① 子ども達のプログラム参加により、対立を未然に防ぎ、お互いにサポートし合える環境づくりにどのようにつながるのか。
② 子ども達の問題は子どもだけでなく、家族の問題ともなりえる。家族や大人を含むプログラムの必要性の検証。
・子ども向けワークの例
① 「みんなのルールづくり」「対立の構造を学ぶ」「相手の立場になって考える」(退治された鬼になったつもりで、桃太郎に手紙を書くなど)
② 「自分のコンフリクトへの対応を振り返り、様々な対応方法について考える」(もめ事が起こったとき、どんな反応をしているか?など)
③ 「話し合い活動を通じて協力について考える」(各自が、自分しかもっていない情報カードの内容を聴き合い、学校の地図を作る)
・学校での取り組み 
中野区立第三中学校やその他の公立中学校で、人権教育、道徳などとして単発の授業をした例があります。

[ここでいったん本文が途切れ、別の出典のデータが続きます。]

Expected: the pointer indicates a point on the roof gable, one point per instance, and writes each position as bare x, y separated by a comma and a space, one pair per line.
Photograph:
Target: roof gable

プログラム内容は、アニメーションビデオを見て、対立の構造と解決方法について個人及びクラス全体で考えるものでした。
・ピア・メディエーション・ワークショップの課題
どの科目で実施されるのか、「ねらい」が明確化されねばならないと思います。また、ワークショップでは、シミュレーションであっても、子ども達が「対立」「葛藤」を疑似体験するリスクとしての局面があり、外部の組織が単発的にワークショップを行うについて、事前の入念な打ち合わせと事後のフォローアップ体制が必要だと考えます。

(2)「ピア・メディエーションの意義」

野坂佳生 金沢大学法学系教授
 ピア・メディエーションには次のような意味があると考えています。
① 紛争を自主的・自律的に解決するには一定の技能が必要であり、その技能の育成。一定の技能とは、対立点はどこか分析する技能や、どのような解決方法がありうるのか、できるだけたくさん選択肢としてあげる技能(創造的能力)です。
② 合意形成のプロセスを実際に経験すること。(手続き的正義・価値の体験)
実体的正義は、「悪いことをした人は処罰されるべきだ」というように、直感的に理解してもらいやすいのですが、手続き的正義はなかなか実感しにくいものです。
③ 法教育における議論をするための基盤づくり。
議論は、噛み合わせることが必要です。結論に対する反論はよく出るのですが、相手の論拠に対する反論がなかなか出てこないという難しさがあります。また、議論に関連して、「対立点を明確にする」ことへの心理的ハードルを取り払う基盤、共通認識をつくる基盤にもなります。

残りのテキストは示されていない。